Le roi de Bijou et sa cour les escortèrent sur vingt lieues avant de s'arrêter, les larmes aux yeux. Tang Sanzang descendit de son palanquin, reprit sa selle et les congédia avec gratitude. Il fallut que la procession disparaisse à l'horizon pour que les gens consentent à rentrer.
Quatre pèlerins, un cheval, un baluchon — la route reprenant son cours ordinaire. L'hiver s'éloignait, le printemps finissait. Les fleurs sauvages et les arbres de montagne se succédaient au fil des lieues.
Une haute montagne se dressa devant eux. Tang Sanzang s'arrêta.
— Wukong, ce pic — y a-t-il un chemin ? Soyons prudents.
Sun Wukong eut un sourire indulgent :
— Maître, cette question ne ressemble pas à quelqu'un qui a traversé autant de montagnes. Depuis quand une montagne barre-t-elle la route ? La route passe toujours.
— Je le sais bien. Mais les falaises escarpées cachent des démons, et les forêts profondes abritent des monstres.
Bajie dit :
— Soyez tranquille, maître. D'ici à la Terre Pure, la route est sûre.
Sun Wukong sortit son bâton, monta sur les rochers et appela :
— Maître, venez, le passage est facile. Dépêchez-vous.
Tang Sanzang lâcha ses rênes. Sha Wujing passa le baluchon à Bajie, qui l'empoigna en grognant. La montagne, sous les pas du cheval blanc, laissa apparaître une route large et dégagée, bordée de torrents et de parois de pierre. La nature était magnifique :
Des nuages et brumes enveloppent les sommets, l'eau murmure au fond des ravins. Des centaines de fleurs embaument le chemin, des milliers d'arbres forment un dais serré. Prunier vert et prunier blanc, saule vert et pêcher rose. Le coucou chante — le printemps touche à sa fin, les hirondelles gazouillent — la fête de la communauté est passée. Des rochers dentelés, des pins en parasol, des sentiers escarpés, des chaos de rocs aigus. Les parois surplombent, lisses et abruptes, le lierre et les fougères les garnissent. Mille falaises rivalisent de beauté comme des lances dressées, dix mille vallées disputent leurs cascades vers les lointains.

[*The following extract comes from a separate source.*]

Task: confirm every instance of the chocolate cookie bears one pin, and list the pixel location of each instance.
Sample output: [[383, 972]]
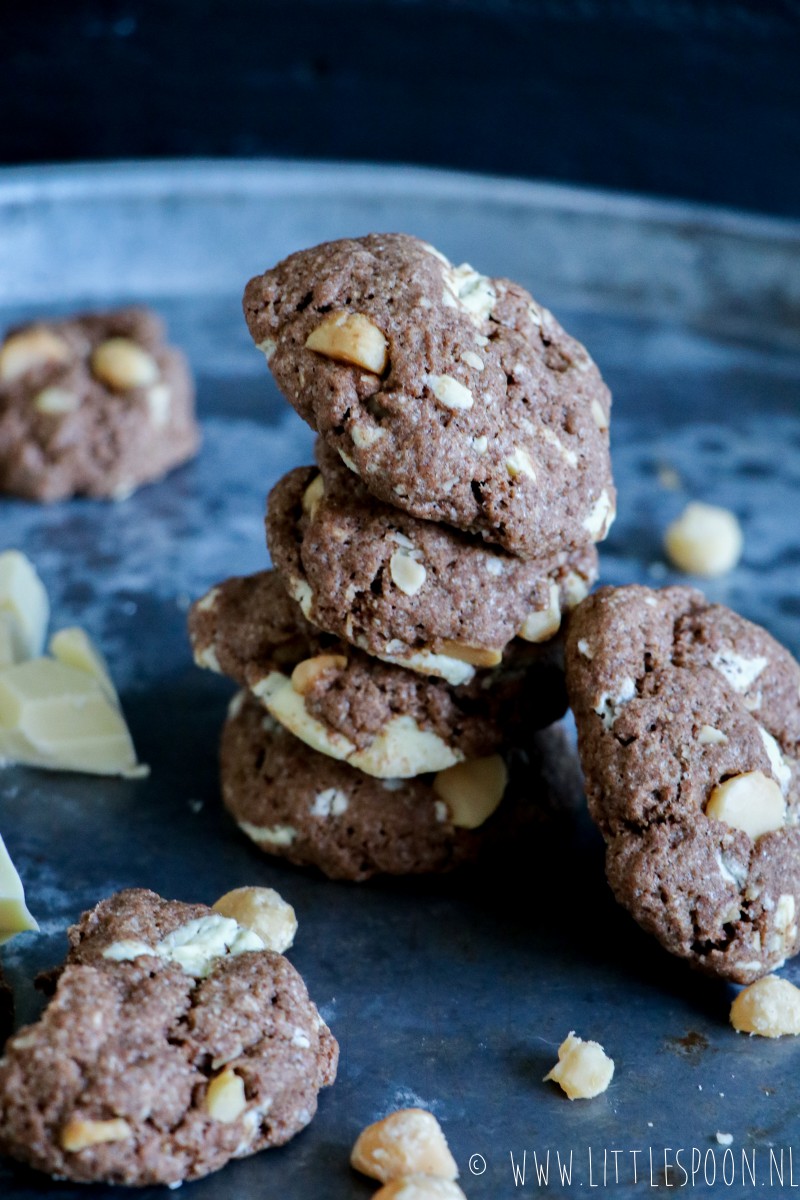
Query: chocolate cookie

Tang Sanzang contemplait le paysage en silence. Le chant d'un oiseau éveilla en lui la nostalgie du pays natal. Il tira les rênes.
— Mes disciples, je suis parti sur ordre impérial, j'ai pris congé de Tang au pied de la Tour de Jade. J'ai quitté la Grande Tang à la fête des lanternes. Depuis lors, dragons et tigres, amis et ennemis. J'ai traversé les douze pics du Wu Xia. Quand reverrai-je le visage de mon roi ?
Sun Wukong dit doucement :
— Maître, l'angoisse du retour ne convient pas à un moine. Avancez. Les anciens disent : pour atteindre la prospérité, il faut mourir à l'effort.
— Je sais. Mais la route de l'Ouest — quand finira-t-elle ?
Bajie dit :
— Maître, notre Bouddha Tathāgata refuse de nous laisser prendre les Écritures. Il les a peut-être emportées ailleurs. Sinon, comment expliquer qu'on n'arrive jamais ?
Sha Wujing répondit :
— Ne dis pas n'importe quoi. Suis le Grand Frère. La patience viendra à bout de la distance. On arrivera.
Ils parlaient ainsi quand une forêt noire apparut devant eux. Des pins immenses, serrés comme les barreaux d'une cage :
À l'est, rangés, ils montent jusqu'aux nuages. Au nord et au sud, leurs colonnes percent le ciel bleu. Des ronces denses les ceintrent de toutes parts, les herbes folles et les lianes les enchevêtrent par-dessus et par-dessous. Lianes qui enlacent lianes — les voyageurs de l'est et de l'ouest n'avancent plus. Lianes qui étranglent lianes — les marchands du nord et du sud ne passent plus. Restez là six mois — vous ne verrez plus le jour ni la nuit. Avancez de plusieurs lieues — vous ne distinguerez plus aucune étoile. Du côté à l'ombre, mille paysages, du côté au soleil, dix mille fleurs. Des châtaigniers millénaires, des genévriers séculaires, des pins résistants au froid, des pêchers sauvages de montagne, des pivoines alpines, des hibiscus de montagne, tous entassés, serrés, chaotiques — aucun immortel n'en ferait le tableau. Dans les branches : des perroquets qui sifflent, des coucous qui appellent, des pies qui voltigent, des corbeaux maternels, des orioles dansants, des rossignols modulant, des perdrix chantant, des hirondelles pourprées, des "huit frères" imitant la voix humaine, des "sourcils peints" lisant les sûtras à mi-voix. Et des tigres qui battent de la queue, des loups qui grincent des dents, des renards anciens déguisés en femmes, des loups grisonnants hurlant à travers les bois. Même le roi céleste portant sa pagode serait désorienté ici.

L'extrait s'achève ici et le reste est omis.